Dans un contexte de crise économique persistante au Sud-Kivu, la multiplication de boissons fortement alcoolisées fabriquées à base de farine de manioc, de maïs ou encore de soja suscite une vive inquiétude au sein des communautés. A Idjwi comme à Bukavu, des habitants et acteurs de la société civile dénoncent une pratique qui accentue la faim, la malnutrition et les tensions sociales.
Selon plusieurs témoignages recueillis, ces boissons sont produites à partir de denrées de première nécessité, pourtant essentielles à l’alimentation des ménages.
« Avant, la farine coûtait 1 000 francs, aujourd’hui elle est passée à 2 500 francs.
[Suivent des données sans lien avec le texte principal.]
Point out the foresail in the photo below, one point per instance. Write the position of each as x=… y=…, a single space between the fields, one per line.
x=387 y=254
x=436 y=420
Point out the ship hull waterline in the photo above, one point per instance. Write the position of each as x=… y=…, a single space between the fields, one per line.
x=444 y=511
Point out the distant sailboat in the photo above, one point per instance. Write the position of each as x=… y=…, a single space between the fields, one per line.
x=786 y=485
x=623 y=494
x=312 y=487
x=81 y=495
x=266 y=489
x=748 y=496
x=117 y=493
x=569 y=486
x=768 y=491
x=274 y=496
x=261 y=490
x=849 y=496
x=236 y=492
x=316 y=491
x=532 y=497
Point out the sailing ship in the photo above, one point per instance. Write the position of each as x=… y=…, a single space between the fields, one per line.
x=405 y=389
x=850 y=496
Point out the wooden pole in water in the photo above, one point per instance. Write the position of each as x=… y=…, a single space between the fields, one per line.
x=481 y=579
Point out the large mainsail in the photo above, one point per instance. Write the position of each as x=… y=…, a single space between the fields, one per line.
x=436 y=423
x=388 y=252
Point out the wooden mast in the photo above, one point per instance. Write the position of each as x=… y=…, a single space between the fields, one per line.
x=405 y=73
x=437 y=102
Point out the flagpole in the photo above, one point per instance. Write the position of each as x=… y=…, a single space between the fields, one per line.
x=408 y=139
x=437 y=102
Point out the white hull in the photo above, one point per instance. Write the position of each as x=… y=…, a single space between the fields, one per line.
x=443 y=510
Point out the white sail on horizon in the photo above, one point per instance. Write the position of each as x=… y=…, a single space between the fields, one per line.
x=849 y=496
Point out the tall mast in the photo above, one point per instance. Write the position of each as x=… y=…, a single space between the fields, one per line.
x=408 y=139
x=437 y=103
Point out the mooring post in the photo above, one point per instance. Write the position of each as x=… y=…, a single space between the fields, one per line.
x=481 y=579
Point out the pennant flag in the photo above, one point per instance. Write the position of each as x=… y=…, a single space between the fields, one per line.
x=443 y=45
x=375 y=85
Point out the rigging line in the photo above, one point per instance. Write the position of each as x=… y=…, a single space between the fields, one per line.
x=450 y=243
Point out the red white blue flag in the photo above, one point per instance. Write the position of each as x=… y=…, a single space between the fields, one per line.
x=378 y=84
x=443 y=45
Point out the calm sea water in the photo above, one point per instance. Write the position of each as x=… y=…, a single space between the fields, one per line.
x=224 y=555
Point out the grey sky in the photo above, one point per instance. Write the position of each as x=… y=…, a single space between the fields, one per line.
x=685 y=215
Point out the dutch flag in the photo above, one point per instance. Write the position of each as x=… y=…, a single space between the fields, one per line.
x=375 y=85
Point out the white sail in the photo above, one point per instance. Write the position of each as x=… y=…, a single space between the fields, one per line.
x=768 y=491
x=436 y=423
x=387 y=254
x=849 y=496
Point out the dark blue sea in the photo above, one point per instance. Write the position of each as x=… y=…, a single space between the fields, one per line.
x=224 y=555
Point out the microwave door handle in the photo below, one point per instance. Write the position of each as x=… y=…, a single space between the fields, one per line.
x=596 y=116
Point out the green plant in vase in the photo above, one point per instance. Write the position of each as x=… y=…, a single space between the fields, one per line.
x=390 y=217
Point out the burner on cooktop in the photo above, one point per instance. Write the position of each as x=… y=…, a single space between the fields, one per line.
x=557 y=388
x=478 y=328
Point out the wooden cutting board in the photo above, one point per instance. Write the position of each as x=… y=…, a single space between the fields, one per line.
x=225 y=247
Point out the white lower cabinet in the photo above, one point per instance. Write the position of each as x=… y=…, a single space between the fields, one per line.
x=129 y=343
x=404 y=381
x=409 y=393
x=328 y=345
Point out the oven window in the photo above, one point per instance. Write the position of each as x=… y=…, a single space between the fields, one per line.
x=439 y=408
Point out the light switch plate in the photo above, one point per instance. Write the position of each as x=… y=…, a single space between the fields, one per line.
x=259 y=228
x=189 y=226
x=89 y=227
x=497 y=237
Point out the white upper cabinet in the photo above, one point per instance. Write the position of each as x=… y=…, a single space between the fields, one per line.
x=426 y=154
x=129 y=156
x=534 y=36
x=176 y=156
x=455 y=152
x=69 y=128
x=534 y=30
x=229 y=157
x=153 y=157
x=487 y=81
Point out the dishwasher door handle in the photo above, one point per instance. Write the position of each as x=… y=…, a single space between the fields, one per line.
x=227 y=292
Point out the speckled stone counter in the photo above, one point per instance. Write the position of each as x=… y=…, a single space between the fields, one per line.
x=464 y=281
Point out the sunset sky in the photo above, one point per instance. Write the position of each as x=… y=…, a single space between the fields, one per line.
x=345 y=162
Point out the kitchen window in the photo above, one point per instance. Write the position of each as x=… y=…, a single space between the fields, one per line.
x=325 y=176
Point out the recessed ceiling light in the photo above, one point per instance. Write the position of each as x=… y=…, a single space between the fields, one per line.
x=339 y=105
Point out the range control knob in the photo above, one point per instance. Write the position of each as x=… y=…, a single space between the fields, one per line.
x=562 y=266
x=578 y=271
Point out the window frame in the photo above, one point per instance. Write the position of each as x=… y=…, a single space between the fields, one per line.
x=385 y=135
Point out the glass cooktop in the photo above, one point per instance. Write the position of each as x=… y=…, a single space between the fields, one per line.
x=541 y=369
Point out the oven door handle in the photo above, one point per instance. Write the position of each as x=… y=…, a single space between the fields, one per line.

Cette situation devient critique et affecte directement l’économie familiale », explique un habitant.
Dans un territoire déjà confronté à l’insécurité alimentaire, l’utilisation massive de farine pour la production d’alcool est perçue comme un détournement de ressources vitales. Des produits comme la farine de soja, initialement destinés à améliorer la nutrition, sont désormais utilisés dans la fabrication de ces boissons, aggravant les risques de malnutrition, notamment chez les enfants et les femmes enceintes.
Au-delà de l’impact nutritionnel, les conséquences sociales sont également préoccupantes. Les habitants évoquent une hausse du banditisme, des vols et des conflits communautaires liés à la consommation excessive d’alcool.
« Cette situation détruit non seulement l’économie locale, mais aussi le tissu social », déplore un acteur communautaire.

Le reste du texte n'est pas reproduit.